What the FDE role means on the ground
I joined the JAIU 6 months ago as a forward deployed software engineer, having spent the prior 4 years working in the same role at Palantir, the originators of the role. I was sold a promising role that pushed autonomy to the edge and provided the tools needed to effectively drive solutions. Having seen many teams within Government hamstrung by bureaucracy I was initially sceptical, and this was matched when talking to colleagues and friends. The freedom to decide what problems to pursue, which users to engage, and what tools to use initially sounded too good to be true for a Civil Service department, but in practice, it has delivered exactly that.
Most of my time has been spent in the prisons space: mapping and addressing a range of challenges from staffing to prisoner case management. It's a cliché, but every day looks different. My role spans building tools on site in prison environments, embedding closely with staff, liaising with senior technical architects across Government, and contributing to internal platform tooling.

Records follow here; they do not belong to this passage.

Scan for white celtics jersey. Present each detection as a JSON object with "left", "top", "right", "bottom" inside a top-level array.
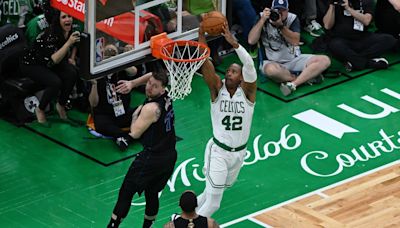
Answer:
[{"left": 211, "top": 80, "right": 254, "bottom": 148}]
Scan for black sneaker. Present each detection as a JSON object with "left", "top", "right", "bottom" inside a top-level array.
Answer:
[
  {"left": 115, "top": 137, "right": 129, "bottom": 151},
  {"left": 344, "top": 62, "right": 353, "bottom": 72},
  {"left": 367, "top": 58, "right": 389, "bottom": 69}
]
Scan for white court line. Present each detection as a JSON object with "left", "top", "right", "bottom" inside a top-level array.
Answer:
[
  {"left": 249, "top": 218, "right": 272, "bottom": 228},
  {"left": 315, "top": 192, "right": 329, "bottom": 199},
  {"left": 221, "top": 160, "right": 400, "bottom": 227}
]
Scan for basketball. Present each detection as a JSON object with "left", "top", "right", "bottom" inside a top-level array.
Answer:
[{"left": 202, "top": 11, "right": 226, "bottom": 36}]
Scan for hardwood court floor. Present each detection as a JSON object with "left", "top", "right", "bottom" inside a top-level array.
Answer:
[{"left": 255, "top": 165, "right": 400, "bottom": 228}]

Running through all of this is a strong emphasis on shipping. As a team, we're in a position - won through hard engineering - to rapidly iterate and deploy tools in live environments. We own the delivery of these solutions, and with that the whole suite of challenges beyond implementing proof of concept designs. Thousands of frontline staff depend on the products that we build and maintain, and we want to scale this aggressively in the coming months.
The real challenges lie at the intersection of environments: communication between courts and prisons, the disconnect between legacy managed service providers and modern in-house technology, and the operational realities on the ground. The justice system operates under immense pressure and within some of the toughest constraints in Government, but that's also what makes it possible to have meaningful impact. The forward deployed model not only excels in Government, but is something I take immense pride and gratification from.